Friday, May 7, 2010

Technical Analysis Rule of Thumb re Selling Climaxes

In order to qualify as a selling climax, stocks must NOT close below yesterday's closing price over the next 3 trading days. As the first chart shows, given the deterioration in the near term indicators tracked (momentum and MACD) and the fact that the short term indicator tracked (slow stochastics) is not in deep oversold territory (below 20), the odds are high that stocks WILL close below yesterday's close and the air pocket corrective phase we just lurched into will likely continue. The most pressing question is: does that mean something more than the long overdue healthy correction? No, for the following reasons.

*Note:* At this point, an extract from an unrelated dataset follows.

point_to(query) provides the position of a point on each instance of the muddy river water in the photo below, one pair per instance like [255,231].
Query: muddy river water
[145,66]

The fact that we entered the correction with some degree of technical analysis weakness but not an overwhelming amount of it suggests the decline will be contained and not usher in a bear market. As the second chart shows, divergences between the S&P 500 and other key global indices (e.g. EAFE (EFA), Asia Pacific ex Japan (EPP), and Latin America 40 (ILF)) were evident (my "Sell in May and Pray" mantra) but not so pronounced to warrant ringing the bearish bell. Moreover, as the third chart makes abundantly clear, the Mega Trend HAS NOT reversed itself. Until price crosses both moving averages AND the 50 day crosses the 200 day AND both averages point southward, the bull market is intact. However, all this could change in the coming months as the following paragraph illustrates.

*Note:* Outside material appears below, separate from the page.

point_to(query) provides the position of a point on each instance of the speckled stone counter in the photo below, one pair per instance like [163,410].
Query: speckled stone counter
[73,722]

The next most pressing question then becomes: how low will this correction go? The market intelligence/technical analysis tools I use only provide direction not amplitude. That said, given all of the above plus history plus valuation considerations, the odds are that the decline will likely turn out to be a garden variety correction of 10 to 15% - this despite the dramatics exhibited yesterday and the unquestionably horrendous advance/decline data (> 10 to 1). What follows will likely be an attempt to reestablish the bull and it is in that rally that key signs of broad market strength must emerge - most notably global indices must improve their relative performance. If in the subsequent rally phase broad market participation does not emerge and further technical analysis damage does, then the odds for an end to the bull market will increase significantly.

Bottom Line: Correction not apocalypse now.